Prialto's managed subscription staffing service is ideal for driving executive efficiency at scale. We hire, train, and supervise executive assistants—they are our full-time employees. We place them with executive teams looking to create more time for business-building work. For a flat monthly fee, executives get dedicated part-time assistants that handle routine, time-consuming tasks like scheduling meetings, travel and expenses, email organization, and file management.

Hiring executive assistants one at a time is immensely time-consuming for large teams. It takes 33 days to hire, according to LinkedIn, and 120 days to onboard assistants. We maintain a bench of trained assistants ready to get started with no HR, payroll, or training overhead for the client team.

Scalable Executive Support for Teams

A large Silicon Valley venture capital firm turned to Prialto as executives struggled with admin tasks, and employing internal assistants was not working. The high turnover rate and the time spent recruiting, interviewing, hiring, and onboarding new admins made it an unsustainable approach.

"Going through multiple rounds of interviews for each executive, hiring, and onboarding, then having to start over was exhausting and frustrating," the senior director of finance said. "With Prialto, the turnaround time is awesome when we need another assistant. The assistant shows up and immediately knows what to do."

A team of managers trains assistants and backup assistants in the background so that executives are always covered when their primary assistants are absent. Those trained backup assistants make scaling effortless.

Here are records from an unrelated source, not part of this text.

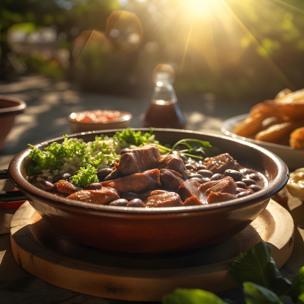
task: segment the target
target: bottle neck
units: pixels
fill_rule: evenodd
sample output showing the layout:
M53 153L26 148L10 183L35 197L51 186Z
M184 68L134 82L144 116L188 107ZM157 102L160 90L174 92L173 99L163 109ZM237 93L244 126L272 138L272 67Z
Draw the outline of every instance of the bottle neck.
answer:
M169 84L156 85L151 102L158 105L169 105L177 103L177 98L173 86Z

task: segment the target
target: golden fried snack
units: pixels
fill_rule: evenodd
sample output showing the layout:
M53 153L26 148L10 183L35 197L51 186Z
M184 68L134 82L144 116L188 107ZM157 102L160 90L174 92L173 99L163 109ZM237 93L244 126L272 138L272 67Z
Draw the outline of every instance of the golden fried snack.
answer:
M254 136L254 139L288 146L291 132L296 128L302 126L304 126L304 120L303 120L275 124L258 132Z
M304 126L298 128L291 132L289 146L295 149L304 149Z
M254 138L272 125L299 120L304 117L304 89L295 92L285 89L274 99L253 106L248 116L236 124L233 132L240 136Z

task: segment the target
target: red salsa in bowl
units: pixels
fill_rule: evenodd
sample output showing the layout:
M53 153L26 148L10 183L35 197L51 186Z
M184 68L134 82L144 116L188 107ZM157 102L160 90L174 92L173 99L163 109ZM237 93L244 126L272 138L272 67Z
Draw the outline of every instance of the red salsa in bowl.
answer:
M73 112L68 116L71 131L73 133L130 126L131 113L114 110L93 110Z

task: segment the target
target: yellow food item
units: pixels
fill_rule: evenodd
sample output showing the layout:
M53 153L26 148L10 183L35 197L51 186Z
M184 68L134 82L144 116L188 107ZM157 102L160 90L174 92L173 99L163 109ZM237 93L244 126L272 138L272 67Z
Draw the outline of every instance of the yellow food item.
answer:
M304 168L299 168L289 174L286 187L291 195L304 202Z
M257 133L254 136L254 139L257 140L288 146L289 144L291 134L295 129L301 126L304 126L304 120L276 123ZM303 135L304 135L304 132ZM304 145L304 137L303 137L303 138Z
M289 146L295 149L304 149L304 127L298 128L291 132Z

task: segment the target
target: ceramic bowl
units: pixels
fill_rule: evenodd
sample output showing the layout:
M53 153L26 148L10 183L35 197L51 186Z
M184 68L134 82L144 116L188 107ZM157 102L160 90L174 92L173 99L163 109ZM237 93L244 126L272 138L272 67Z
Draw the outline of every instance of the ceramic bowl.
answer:
M128 128L132 115L124 111L93 110L73 112L68 118L71 132L79 133Z
M96 135L112 136L116 131L87 132L77 137L93 140ZM243 166L264 174L269 185L247 196L219 203L147 209L68 200L38 188L27 178L30 148L15 156L8 175L43 219L63 235L100 249L138 254L182 252L227 240L258 217L270 198L287 183L288 170L285 163L271 152L251 143L198 131L155 128L153 133L163 144L173 144L186 138L208 141L229 153ZM54 138L36 146L43 149L51 142L62 141L62 138Z
M6 137L13 128L16 115L23 113L26 103L9 96L0 96L0 151L3 150Z
M256 140L235 134L233 133L234 126L242 121L248 116L248 114L242 114L226 119L222 124L221 132L227 136L252 142L273 152L285 162L290 170L304 167L304 150L295 149L288 146Z

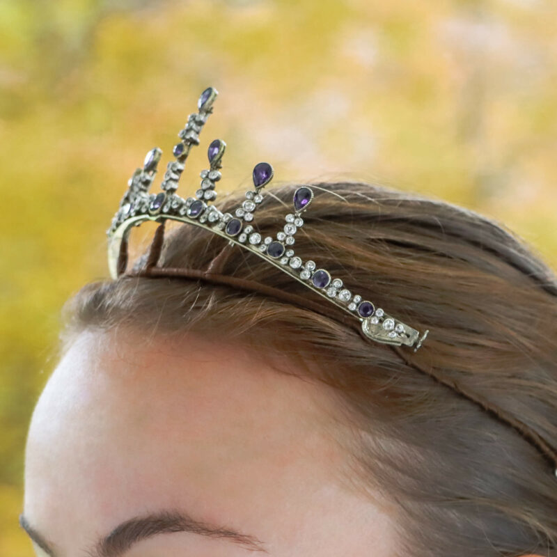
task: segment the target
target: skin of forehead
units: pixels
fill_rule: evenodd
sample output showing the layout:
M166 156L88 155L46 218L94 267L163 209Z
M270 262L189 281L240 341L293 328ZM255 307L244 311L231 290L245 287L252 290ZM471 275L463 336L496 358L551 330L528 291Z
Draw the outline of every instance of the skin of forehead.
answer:
M328 389L277 373L237 343L83 333L33 412L24 512L61 557L168 509L255 535L281 557L392 555L391 513L341 485ZM188 533L127 555L158 547L246 554Z

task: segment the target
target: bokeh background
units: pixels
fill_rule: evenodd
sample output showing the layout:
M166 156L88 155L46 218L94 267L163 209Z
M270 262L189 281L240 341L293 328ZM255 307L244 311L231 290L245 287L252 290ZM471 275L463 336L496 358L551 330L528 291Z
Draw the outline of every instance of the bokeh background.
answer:
M155 146L166 166L205 87L183 196L221 137L221 190L261 160L275 182L379 182L489 214L555 268L556 21L554 0L1 0L0 556L32 554L24 447L60 308L108 276L128 178Z

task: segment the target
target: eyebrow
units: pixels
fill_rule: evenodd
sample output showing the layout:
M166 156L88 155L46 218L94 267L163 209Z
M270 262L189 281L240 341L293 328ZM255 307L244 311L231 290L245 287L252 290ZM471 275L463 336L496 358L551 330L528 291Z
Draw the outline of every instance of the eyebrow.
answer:
M33 526L26 517L19 515L19 525L31 539L51 557L57 557L53 545L46 540ZM91 557L118 557L134 544L157 534L189 532L213 538L222 538L244 546L250 551L268 554L262 542L255 536L243 534L223 526L215 526L198 521L189 515L176 510L162 511L143 517L135 517L118 524L88 552Z

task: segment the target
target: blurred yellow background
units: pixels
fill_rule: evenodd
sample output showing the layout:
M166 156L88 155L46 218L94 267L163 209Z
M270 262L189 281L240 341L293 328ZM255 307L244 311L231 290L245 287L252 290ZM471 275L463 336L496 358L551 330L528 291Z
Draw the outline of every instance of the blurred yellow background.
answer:
M2 0L0 556L32 554L25 434L60 308L108 276L128 178L155 146L164 168L205 87L182 196L220 137L221 190L261 160L274 183L379 182L489 214L555 268L556 21L554 0Z

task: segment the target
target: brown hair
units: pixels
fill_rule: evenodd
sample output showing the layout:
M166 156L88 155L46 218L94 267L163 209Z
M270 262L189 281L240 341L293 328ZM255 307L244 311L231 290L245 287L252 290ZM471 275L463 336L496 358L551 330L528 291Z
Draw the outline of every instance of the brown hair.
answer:
M311 185L316 196L297 253L405 323L428 329L414 361L556 448L557 278L531 248L443 201L361 182ZM256 214L262 235L280 229L297 187L268 190ZM242 197L229 194L219 208L231 211ZM167 230L158 266L206 269L226 243L196 226ZM246 250L226 253L223 274L319 298ZM124 326L150 336L219 331L292 357L300 375L338 395L339 416L354 432L340 439L350 481L396 505L398 554L557 556L557 478L540 451L352 328L272 297L180 278L87 284L63 315L64 349L84 329Z

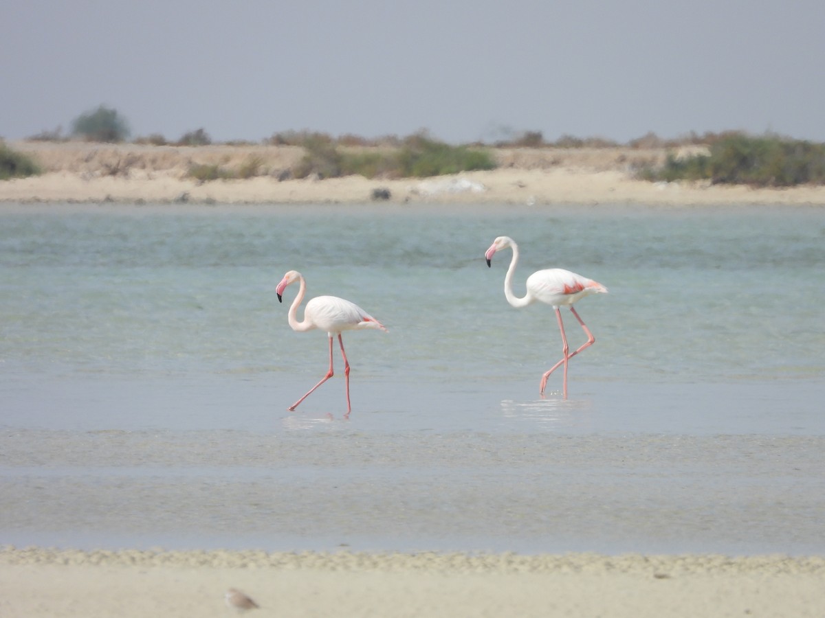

The VC firm quickly grew to support 14 executives with our assistants. "Prialto has grown with us and has delivered everything we were looking for when we started," the senior director of finance said.

Delegate Instead of Laying Off Workers

Operational leaders are always tasked with doing more with less. Staffing shortages burden overworked employees as much as layoffs. But economic uncertainty places a sharper focus on efficiency.

Managed subscription executive assistant services provide a cost-effective way to increase productivity without the risk and cost of adding full-time staff. Instead of paying executives to be administrative assistants and burdening them with busy work, you can give your executive team more time for what matters most.